1. When we write $\sqrt{64}$, the convention is that the positive square root is meant. Is this the same when we write ${64}^{1/2}$? If you want to indicate both roots, do you have to put $\pm {64}^{1/2}$?
2. What is the convention about fractional powers that are unsimplified; e.g., $(-8{)}^{2/6}$?

   Do you simplify the fraction first to get $(-8{)}^{1/3}=-2$ or do you work out $((-8{)}^2{)}^{1/6}={64}^{1/6}=+2$?

3. When you have a power to the power of something else, such as '' $\sqrt{2}$ to the power of $\sqrt{2}$ to the power of $\sqrt{2}$'' is there a convention for whether you mean $(\sqrt{2}{}^{\sqrt{2}}{)}^{\sqrt{2}}=\sqrt{2}{}^2=2$ or $\sqrt{2}{}^{\sqrt{2}{}^{\sqrt{2}}}=$ I'm not sure what! (How do you work out something like this?)

For 1, in my own opinion, you should indicate both roots whenever it needs.

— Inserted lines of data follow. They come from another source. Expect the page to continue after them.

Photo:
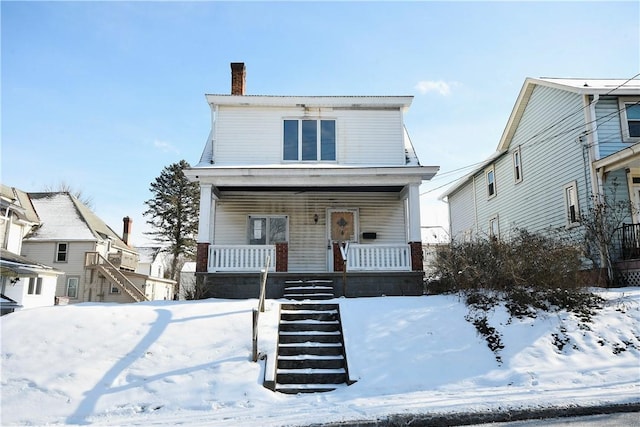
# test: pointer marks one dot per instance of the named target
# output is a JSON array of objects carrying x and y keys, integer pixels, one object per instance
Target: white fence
[
  {"x": 241, "y": 257},
  {"x": 379, "y": 258}
]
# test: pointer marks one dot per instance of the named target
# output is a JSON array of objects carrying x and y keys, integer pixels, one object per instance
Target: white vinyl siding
[
  {"x": 254, "y": 136},
  {"x": 382, "y": 213},
  {"x": 462, "y": 211},
  {"x": 44, "y": 252},
  {"x": 553, "y": 159}
]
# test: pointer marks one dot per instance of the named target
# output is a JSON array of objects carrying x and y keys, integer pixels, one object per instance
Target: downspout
[{"x": 592, "y": 143}]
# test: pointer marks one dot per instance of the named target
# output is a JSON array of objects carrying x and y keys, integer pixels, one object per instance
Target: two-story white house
[
  {"x": 24, "y": 283},
  {"x": 299, "y": 177},
  {"x": 567, "y": 142}
]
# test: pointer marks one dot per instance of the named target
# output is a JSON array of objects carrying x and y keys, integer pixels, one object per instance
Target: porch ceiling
[
  {"x": 328, "y": 178},
  {"x": 299, "y": 189}
]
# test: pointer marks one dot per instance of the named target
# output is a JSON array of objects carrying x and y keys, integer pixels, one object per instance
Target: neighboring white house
[
  {"x": 296, "y": 178},
  {"x": 98, "y": 264},
  {"x": 24, "y": 283},
  {"x": 566, "y": 142}
]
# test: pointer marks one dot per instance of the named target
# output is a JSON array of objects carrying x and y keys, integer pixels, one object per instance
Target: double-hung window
[
  {"x": 571, "y": 204},
  {"x": 517, "y": 165},
  {"x": 268, "y": 229},
  {"x": 630, "y": 118},
  {"x": 62, "y": 252},
  {"x": 490, "y": 176},
  {"x": 72, "y": 287},
  {"x": 309, "y": 140},
  {"x": 35, "y": 286}
]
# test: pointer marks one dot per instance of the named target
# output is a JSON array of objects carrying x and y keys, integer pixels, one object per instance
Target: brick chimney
[
  {"x": 238, "y": 77},
  {"x": 126, "y": 229}
]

I think sqrt(64) only refers to positive sqrt(64), so you can just write 64^1/2 . But I found that quite a lot people when solving problems, they wrote sqrt(64)=+(-)8, which I think they are wrong.

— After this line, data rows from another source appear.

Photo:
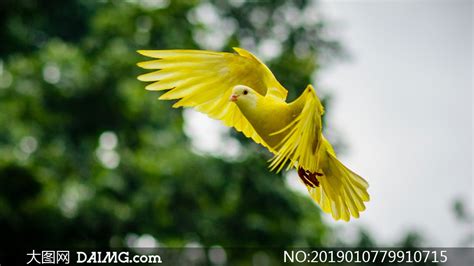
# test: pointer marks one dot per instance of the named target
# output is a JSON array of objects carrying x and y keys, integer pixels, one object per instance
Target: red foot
[{"x": 309, "y": 178}]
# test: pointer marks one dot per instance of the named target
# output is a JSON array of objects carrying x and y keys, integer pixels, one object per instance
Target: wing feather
[
  {"x": 204, "y": 80},
  {"x": 302, "y": 142}
]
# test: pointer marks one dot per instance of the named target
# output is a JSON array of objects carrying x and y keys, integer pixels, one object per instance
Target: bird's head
[{"x": 243, "y": 95}]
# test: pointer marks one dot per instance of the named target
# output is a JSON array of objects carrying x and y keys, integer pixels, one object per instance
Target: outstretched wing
[
  {"x": 204, "y": 80},
  {"x": 302, "y": 143}
]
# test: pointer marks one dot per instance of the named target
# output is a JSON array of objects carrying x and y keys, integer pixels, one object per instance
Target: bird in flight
[{"x": 240, "y": 90}]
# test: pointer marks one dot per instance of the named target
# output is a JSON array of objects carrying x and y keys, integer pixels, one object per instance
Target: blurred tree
[{"x": 88, "y": 158}]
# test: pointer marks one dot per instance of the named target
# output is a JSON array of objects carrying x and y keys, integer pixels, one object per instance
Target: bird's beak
[{"x": 233, "y": 97}]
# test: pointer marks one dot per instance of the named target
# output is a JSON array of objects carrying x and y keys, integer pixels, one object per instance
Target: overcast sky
[{"x": 404, "y": 106}]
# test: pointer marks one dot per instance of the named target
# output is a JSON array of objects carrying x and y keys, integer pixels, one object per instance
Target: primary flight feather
[{"x": 238, "y": 89}]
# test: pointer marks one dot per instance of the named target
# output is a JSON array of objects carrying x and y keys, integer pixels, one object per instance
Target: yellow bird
[{"x": 238, "y": 89}]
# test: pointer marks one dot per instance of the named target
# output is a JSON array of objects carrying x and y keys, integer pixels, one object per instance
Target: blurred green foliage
[{"x": 88, "y": 158}]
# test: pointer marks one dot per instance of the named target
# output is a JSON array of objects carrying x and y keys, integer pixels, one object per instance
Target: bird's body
[{"x": 242, "y": 92}]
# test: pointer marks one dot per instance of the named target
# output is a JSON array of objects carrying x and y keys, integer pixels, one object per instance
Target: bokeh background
[{"x": 88, "y": 158}]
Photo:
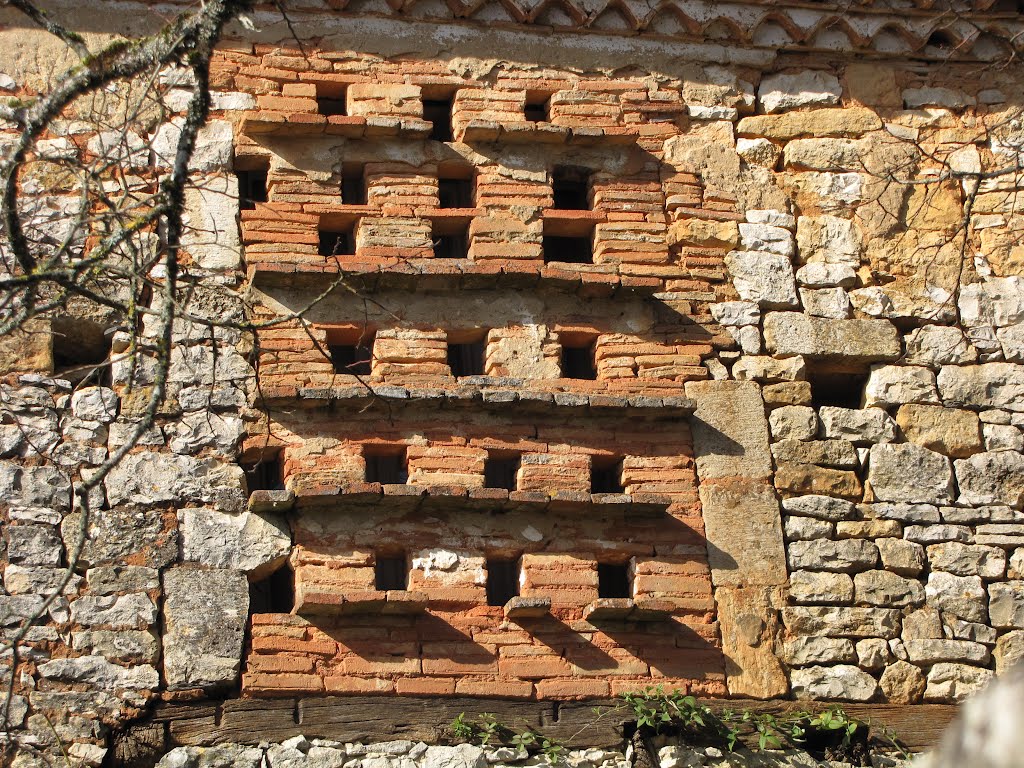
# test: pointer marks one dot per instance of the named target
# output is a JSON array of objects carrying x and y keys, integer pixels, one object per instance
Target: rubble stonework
[{"x": 796, "y": 435}]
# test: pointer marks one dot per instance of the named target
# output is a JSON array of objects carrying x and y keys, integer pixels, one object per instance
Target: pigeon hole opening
[
  {"x": 570, "y": 187},
  {"x": 274, "y": 593},
  {"x": 568, "y": 249},
  {"x": 837, "y": 387},
  {"x": 336, "y": 243},
  {"x": 579, "y": 356},
  {"x": 390, "y": 570},
  {"x": 538, "y": 108},
  {"x": 466, "y": 353},
  {"x": 455, "y": 186},
  {"x": 451, "y": 240},
  {"x": 351, "y": 352},
  {"x": 606, "y": 475},
  {"x": 438, "y": 112},
  {"x": 613, "y": 580},
  {"x": 252, "y": 175},
  {"x": 501, "y": 470},
  {"x": 331, "y": 99},
  {"x": 503, "y": 580},
  {"x": 353, "y": 184},
  {"x": 386, "y": 464},
  {"x": 265, "y": 471}
]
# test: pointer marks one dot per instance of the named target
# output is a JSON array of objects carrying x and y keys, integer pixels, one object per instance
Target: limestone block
[
  {"x": 1009, "y": 651},
  {"x": 205, "y": 614},
  {"x": 1006, "y": 604},
  {"x": 131, "y": 611},
  {"x": 824, "y": 274},
  {"x": 797, "y": 528},
  {"x": 962, "y": 596},
  {"x": 950, "y": 431},
  {"x": 793, "y": 423},
  {"x": 255, "y": 544},
  {"x": 902, "y": 683},
  {"x": 842, "y": 682},
  {"x": 826, "y": 122},
  {"x": 98, "y": 672},
  {"x": 812, "y": 588},
  {"x": 904, "y": 472},
  {"x": 954, "y": 682},
  {"x": 825, "y": 302},
  {"x": 823, "y": 453},
  {"x": 767, "y": 369},
  {"x": 822, "y": 507},
  {"x": 1001, "y": 437},
  {"x": 966, "y": 559},
  {"x": 932, "y": 651},
  {"x": 939, "y": 345},
  {"x": 849, "y": 340},
  {"x": 801, "y": 651},
  {"x": 730, "y": 432},
  {"x": 809, "y": 478},
  {"x": 829, "y": 240},
  {"x": 211, "y": 235},
  {"x": 809, "y": 88},
  {"x": 748, "y": 620},
  {"x": 872, "y": 653},
  {"x": 766, "y": 239},
  {"x": 991, "y": 478},
  {"x": 744, "y": 532},
  {"x": 758, "y": 152},
  {"x": 886, "y": 589},
  {"x": 154, "y": 478},
  {"x": 763, "y": 278},
  {"x": 900, "y": 556},
  {"x": 735, "y": 313},
  {"x": 984, "y": 386}
]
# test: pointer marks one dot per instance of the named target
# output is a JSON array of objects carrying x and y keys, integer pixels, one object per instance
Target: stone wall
[{"x": 804, "y": 305}]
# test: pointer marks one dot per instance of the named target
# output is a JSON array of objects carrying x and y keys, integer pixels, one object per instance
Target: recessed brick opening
[
  {"x": 353, "y": 184},
  {"x": 578, "y": 360},
  {"x": 466, "y": 355},
  {"x": 606, "y": 476},
  {"x": 331, "y": 99},
  {"x": 839, "y": 388},
  {"x": 570, "y": 187},
  {"x": 387, "y": 466},
  {"x": 352, "y": 354},
  {"x": 265, "y": 472},
  {"x": 538, "y": 108},
  {"x": 502, "y": 471},
  {"x": 451, "y": 241},
  {"x": 438, "y": 112},
  {"x": 613, "y": 580},
  {"x": 573, "y": 250},
  {"x": 252, "y": 184},
  {"x": 391, "y": 571},
  {"x": 503, "y": 580},
  {"x": 455, "y": 193},
  {"x": 81, "y": 349},
  {"x": 274, "y": 594},
  {"x": 335, "y": 243}
]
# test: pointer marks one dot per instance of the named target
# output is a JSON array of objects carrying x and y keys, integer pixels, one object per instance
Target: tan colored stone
[
  {"x": 744, "y": 532},
  {"x": 945, "y": 430},
  {"x": 873, "y": 85},
  {"x": 749, "y": 622},
  {"x": 853, "y": 121},
  {"x": 808, "y": 478},
  {"x": 29, "y": 350}
]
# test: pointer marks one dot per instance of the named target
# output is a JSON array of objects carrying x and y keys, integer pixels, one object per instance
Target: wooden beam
[{"x": 427, "y": 718}]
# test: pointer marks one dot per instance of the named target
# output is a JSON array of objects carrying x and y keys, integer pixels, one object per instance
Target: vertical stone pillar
[{"x": 743, "y": 528}]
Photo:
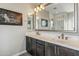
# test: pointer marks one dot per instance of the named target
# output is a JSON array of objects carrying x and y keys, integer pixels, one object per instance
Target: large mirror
[{"x": 57, "y": 17}]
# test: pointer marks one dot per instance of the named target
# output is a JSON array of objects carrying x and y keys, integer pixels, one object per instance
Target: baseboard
[{"x": 17, "y": 54}]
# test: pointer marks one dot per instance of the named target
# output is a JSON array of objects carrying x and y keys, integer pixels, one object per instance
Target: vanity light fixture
[{"x": 39, "y": 8}]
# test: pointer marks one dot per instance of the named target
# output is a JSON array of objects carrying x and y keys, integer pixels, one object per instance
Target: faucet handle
[
  {"x": 66, "y": 38},
  {"x": 58, "y": 37}
]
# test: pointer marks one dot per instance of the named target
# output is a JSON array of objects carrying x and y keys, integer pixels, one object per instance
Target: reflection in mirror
[
  {"x": 30, "y": 22},
  {"x": 60, "y": 16}
]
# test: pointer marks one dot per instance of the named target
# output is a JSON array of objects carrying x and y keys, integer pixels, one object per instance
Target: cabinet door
[
  {"x": 28, "y": 44},
  {"x": 33, "y": 47},
  {"x": 50, "y": 49},
  {"x": 62, "y": 51},
  {"x": 40, "y": 50}
]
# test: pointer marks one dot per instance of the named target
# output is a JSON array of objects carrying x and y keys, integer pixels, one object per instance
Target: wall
[{"x": 12, "y": 38}]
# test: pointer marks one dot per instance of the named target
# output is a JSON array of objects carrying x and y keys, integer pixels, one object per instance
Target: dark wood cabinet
[
  {"x": 41, "y": 48},
  {"x": 28, "y": 44},
  {"x": 63, "y": 51},
  {"x": 50, "y": 49}
]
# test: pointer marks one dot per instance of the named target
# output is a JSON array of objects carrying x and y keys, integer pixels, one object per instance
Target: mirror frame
[{"x": 75, "y": 22}]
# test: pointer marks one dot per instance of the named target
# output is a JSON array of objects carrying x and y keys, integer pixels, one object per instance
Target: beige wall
[{"x": 12, "y": 38}]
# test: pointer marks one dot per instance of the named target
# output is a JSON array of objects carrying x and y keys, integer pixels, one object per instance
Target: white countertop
[{"x": 70, "y": 43}]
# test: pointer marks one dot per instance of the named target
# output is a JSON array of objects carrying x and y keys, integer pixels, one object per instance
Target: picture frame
[{"x": 8, "y": 17}]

$1=\sqrt{1}=\sqrt{-1\times -1}=(-1{)}^{1/2}(-1{)}^{1/2}=[(-1{)}^{1/2}{]}^2=-1$

The paradox is at once resolved if we understand exactly what is meant by the step $(-1\times -1{)}^{1/2}=(-1{)}^{1/2}(-1{)}^{1/2}$. For the correct selection of square roots the equality does hold, for example when we choose one $(-1{)}^{1/2}$ to be $i$ and the other to be $-i$ and the LHS is 1 (as we've started off with it being 1).

Your mapping is one to many. Usually we aim to deal with many to one (or ideally one to one functions, so that they have inverses) and this can be achieved with your expression if we define $\sqrt{x}$ to be the positive square root.

Perhaps someone can correct me as I'm not entirely sure of my answer,
Marcos